PM-11 – Preparing to Do Teshuvah

Darius D. Sivin

This class will explore Rambam’s Laws of Teshuvah, a classic Jewish text, and Rabbi Alan Lew’s This is Real and You are Completely Unprepared, a modern work, influenced by Buddhism, about the spiritual practice of Teshuvah.  Through chevruta  study and class discussion, each student will develop a personal Teshuvah plan based on class materials and life experience.

Photo of Darius D. Sivin

Darius D. Sivin, PhD is an occupational health and safety professional with the United Auto Workers.  Much of his work involves teaching health and safety to adults.  His family belongs to Fabrangen Cheder where he led the adult discussion seminar for several years.  He has studed at the NHC Institute and at the Jewish Study Center in Washington DC.  He has developed his own spiritual practice of Teshuvah based on the works he will be presenting.

PM-13 – Plugta: Sects and Schisms in Jewish History

Max Weinryb

Bitter controversy among Jews is not new and still with us. A look at selected divisions from different historical periods through Hebrew and Aramaic texts of the times.  Examples will include sects in the second temple period , Karaites vs. Rabbanites, Maimonides vs. his critics, and Hasidim vs.

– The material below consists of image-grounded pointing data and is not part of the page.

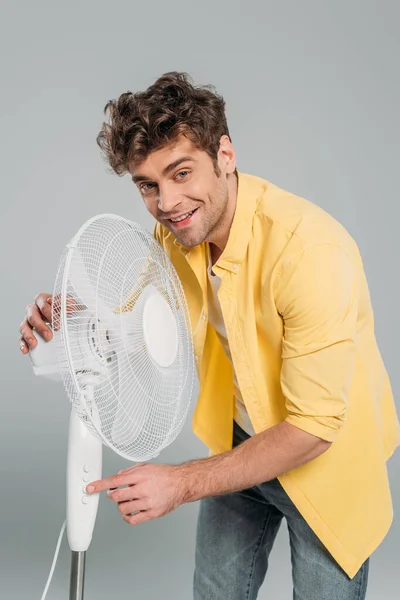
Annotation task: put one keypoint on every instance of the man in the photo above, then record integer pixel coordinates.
(295, 403)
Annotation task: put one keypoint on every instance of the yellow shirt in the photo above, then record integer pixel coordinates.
(300, 326)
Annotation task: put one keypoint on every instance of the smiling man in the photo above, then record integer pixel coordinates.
(295, 403)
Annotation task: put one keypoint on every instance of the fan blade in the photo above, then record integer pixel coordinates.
(87, 293)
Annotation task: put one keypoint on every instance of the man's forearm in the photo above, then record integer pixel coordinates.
(261, 458)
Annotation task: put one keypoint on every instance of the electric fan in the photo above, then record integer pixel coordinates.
(122, 346)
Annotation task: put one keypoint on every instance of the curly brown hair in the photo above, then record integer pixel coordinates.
(142, 122)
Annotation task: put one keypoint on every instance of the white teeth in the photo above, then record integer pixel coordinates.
(182, 217)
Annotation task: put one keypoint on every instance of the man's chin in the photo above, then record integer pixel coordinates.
(189, 240)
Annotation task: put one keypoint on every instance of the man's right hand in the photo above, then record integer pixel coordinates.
(37, 315)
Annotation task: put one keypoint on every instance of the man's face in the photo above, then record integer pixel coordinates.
(181, 190)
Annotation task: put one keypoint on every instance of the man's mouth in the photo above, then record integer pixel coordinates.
(183, 219)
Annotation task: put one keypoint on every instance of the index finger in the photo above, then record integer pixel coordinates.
(107, 483)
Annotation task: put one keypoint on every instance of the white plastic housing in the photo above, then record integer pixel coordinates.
(84, 464)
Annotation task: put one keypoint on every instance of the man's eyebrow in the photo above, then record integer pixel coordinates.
(168, 168)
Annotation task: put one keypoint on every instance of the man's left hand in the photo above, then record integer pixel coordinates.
(153, 491)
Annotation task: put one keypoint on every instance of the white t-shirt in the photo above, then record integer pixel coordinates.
(216, 320)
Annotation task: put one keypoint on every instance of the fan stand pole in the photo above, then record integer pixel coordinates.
(77, 580)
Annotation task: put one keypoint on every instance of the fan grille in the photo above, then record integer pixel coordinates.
(105, 276)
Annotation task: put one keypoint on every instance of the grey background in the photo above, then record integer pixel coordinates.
(312, 92)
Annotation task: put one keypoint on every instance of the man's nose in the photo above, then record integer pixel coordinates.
(167, 201)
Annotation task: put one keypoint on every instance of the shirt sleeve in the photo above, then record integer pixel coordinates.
(317, 297)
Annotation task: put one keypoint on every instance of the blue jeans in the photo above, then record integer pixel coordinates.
(235, 534)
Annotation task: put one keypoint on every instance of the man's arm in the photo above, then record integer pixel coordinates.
(261, 458)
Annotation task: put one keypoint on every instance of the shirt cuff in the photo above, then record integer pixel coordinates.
(327, 430)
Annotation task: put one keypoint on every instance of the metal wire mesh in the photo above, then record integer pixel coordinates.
(104, 278)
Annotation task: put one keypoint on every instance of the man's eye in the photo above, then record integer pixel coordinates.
(146, 189)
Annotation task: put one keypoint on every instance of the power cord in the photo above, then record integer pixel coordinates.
(54, 561)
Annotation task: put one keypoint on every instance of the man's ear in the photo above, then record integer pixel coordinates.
(226, 155)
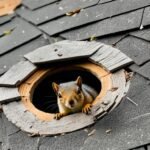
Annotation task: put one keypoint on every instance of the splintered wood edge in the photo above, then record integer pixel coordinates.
(27, 121)
(26, 89)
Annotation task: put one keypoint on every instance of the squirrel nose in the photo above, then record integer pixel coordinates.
(71, 102)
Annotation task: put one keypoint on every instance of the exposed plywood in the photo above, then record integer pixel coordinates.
(17, 73)
(63, 51)
(8, 94)
(8, 6)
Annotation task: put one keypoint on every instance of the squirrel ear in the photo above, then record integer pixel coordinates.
(79, 81)
(55, 87)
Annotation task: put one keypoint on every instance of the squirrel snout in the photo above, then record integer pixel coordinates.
(71, 102)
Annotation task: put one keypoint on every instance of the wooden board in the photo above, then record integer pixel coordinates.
(16, 74)
(111, 58)
(8, 95)
(28, 122)
(63, 51)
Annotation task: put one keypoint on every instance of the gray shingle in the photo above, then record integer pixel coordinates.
(54, 10)
(17, 54)
(92, 14)
(146, 17)
(109, 26)
(23, 33)
(136, 49)
(17, 73)
(143, 34)
(145, 70)
(7, 18)
(129, 124)
(34, 4)
(63, 51)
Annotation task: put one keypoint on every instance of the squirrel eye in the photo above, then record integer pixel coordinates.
(78, 91)
(59, 95)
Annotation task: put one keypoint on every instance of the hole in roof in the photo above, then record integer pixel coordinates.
(44, 97)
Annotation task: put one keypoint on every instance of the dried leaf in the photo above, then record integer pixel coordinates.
(128, 75)
(93, 38)
(113, 89)
(1, 109)
(92, 132)
(71, 13)
(108, 131)
(86, 130)
(7, 32)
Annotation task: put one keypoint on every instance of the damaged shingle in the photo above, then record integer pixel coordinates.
(23, 33)
(136, 49)
(54, 10)
(17, 73)
(92, 14)
(113, 25)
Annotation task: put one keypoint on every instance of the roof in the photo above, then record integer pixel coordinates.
(123, 24)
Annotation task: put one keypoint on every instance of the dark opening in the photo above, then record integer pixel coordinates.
(44, 97)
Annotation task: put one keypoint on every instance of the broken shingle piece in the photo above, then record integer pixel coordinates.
(113, 25)
(17, 73)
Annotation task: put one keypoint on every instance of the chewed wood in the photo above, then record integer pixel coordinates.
(8, 94)
(36, 122)
(26, 89)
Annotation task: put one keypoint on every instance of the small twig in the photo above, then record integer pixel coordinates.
(129, 99)
(92, 132)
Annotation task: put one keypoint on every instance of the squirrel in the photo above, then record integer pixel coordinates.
(73, 97)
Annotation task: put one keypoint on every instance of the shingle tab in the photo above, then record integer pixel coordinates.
(34, 4)
(143, 34)
(128, 124)
(17, 54)
(136, 49)
(23, 33)
(145, 70)
(146, 17)
(17, 73)
(113, 25)
(92, 14)
(54, 10)
(63, 51)
(4, 19)
(111, 58)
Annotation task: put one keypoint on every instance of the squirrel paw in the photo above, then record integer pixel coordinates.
(57, 116)
(87, 108)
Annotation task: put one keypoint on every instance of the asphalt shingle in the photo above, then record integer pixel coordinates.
(17, 54)
(92, 14)
(54, 10)
(113, 25)
(23, 33)
(128, 124)
(136, 49)
(146, 17)
(145, 70)
(35, 4)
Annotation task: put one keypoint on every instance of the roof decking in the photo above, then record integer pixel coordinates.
(121, 23)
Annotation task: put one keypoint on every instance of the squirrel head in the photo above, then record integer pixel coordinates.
(69, 94)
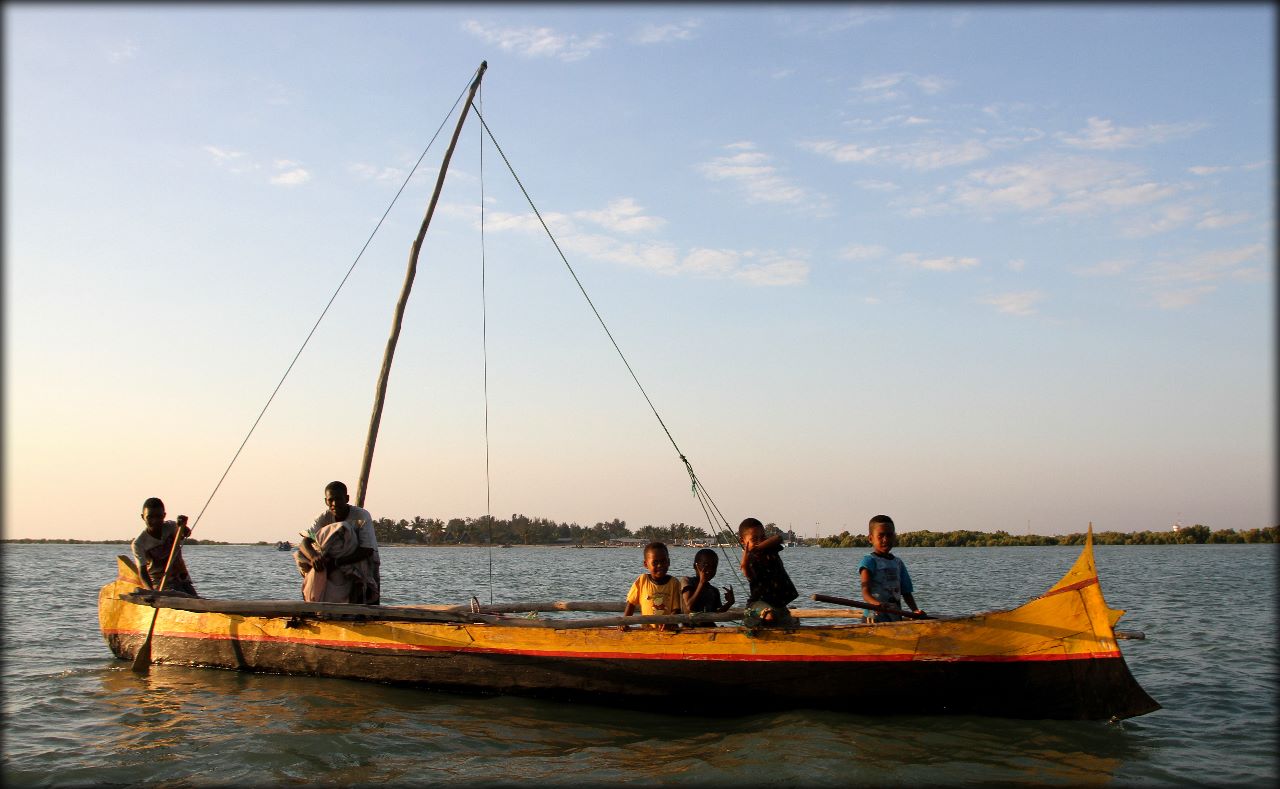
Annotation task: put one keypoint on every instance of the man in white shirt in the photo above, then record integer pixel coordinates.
(361, 566)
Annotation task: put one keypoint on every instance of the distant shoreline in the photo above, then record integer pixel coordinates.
(28, 541)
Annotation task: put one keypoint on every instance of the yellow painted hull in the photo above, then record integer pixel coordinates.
(1054, 657)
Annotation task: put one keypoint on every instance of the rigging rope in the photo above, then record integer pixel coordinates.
(712, 511)
(484, 345)
(329, 304)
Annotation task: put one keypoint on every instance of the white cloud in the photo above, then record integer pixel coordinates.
(370, 172)
(1106, 268)
(755, 174)
(895, 86)
(773, 269)
(937, 264)
(873, 185)
(232, 162)
(1203, 267)
(712, 263)
(126, 50)
(1168, 218)
(622, 215)
(1015, 302)
(1215, 220)
(1102, 135)
(662, 33)
(918, 155)
(862, 251)
(1179, 299)
(1057, 185)
(291, 173)
(536, 41)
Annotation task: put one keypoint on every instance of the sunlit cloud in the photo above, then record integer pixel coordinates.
(663, 33)
(895, 86)
(291, 173)
(232, 162)
(1208, 169)
(828, 24)
(1178, 282)
(536, 41)
(369, 172)
(126, 50)
(754, 173)
(1215, 220)
(1184, 297)
(1066, 185)
(859, 252)
(874, 185)
(622, 215)
(1102, 135)
(918, 155)
(1020, 304)
(936, 264)
(1161, 220)
(1106, 268)
(764, 268)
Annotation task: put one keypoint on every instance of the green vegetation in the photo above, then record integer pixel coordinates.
(1197, 534)
(522, 530)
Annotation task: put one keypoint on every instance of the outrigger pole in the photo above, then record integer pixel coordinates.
(380, 395)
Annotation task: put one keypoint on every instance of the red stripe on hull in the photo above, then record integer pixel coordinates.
(661, 656)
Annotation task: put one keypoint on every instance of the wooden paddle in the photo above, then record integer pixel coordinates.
(142, 660)
(858, 603)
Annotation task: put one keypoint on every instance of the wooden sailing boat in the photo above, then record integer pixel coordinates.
(1052, 657)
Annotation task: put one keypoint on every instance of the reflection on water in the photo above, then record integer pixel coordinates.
(74, 715)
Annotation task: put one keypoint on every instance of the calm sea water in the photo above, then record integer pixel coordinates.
(73, 715)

Misnagdim (and Maskilim).  Controversies in today’s Jewish world are often characterized by each side’s perception that the other is jeopardizing everything important. We’ll see similar perceptions in the past, and consider how past conflicts look now.

Photo of Max Weinryb Max Weinryb has been a participant, leader, and teacher in SF Bay Area havurot.  He has taught Hebrew, Talmud, and Rabbinic texts in havurot and congregations as well as NHC summer institutes and regional retreats. He is a computer consultant and urban homesteader in Berkeley.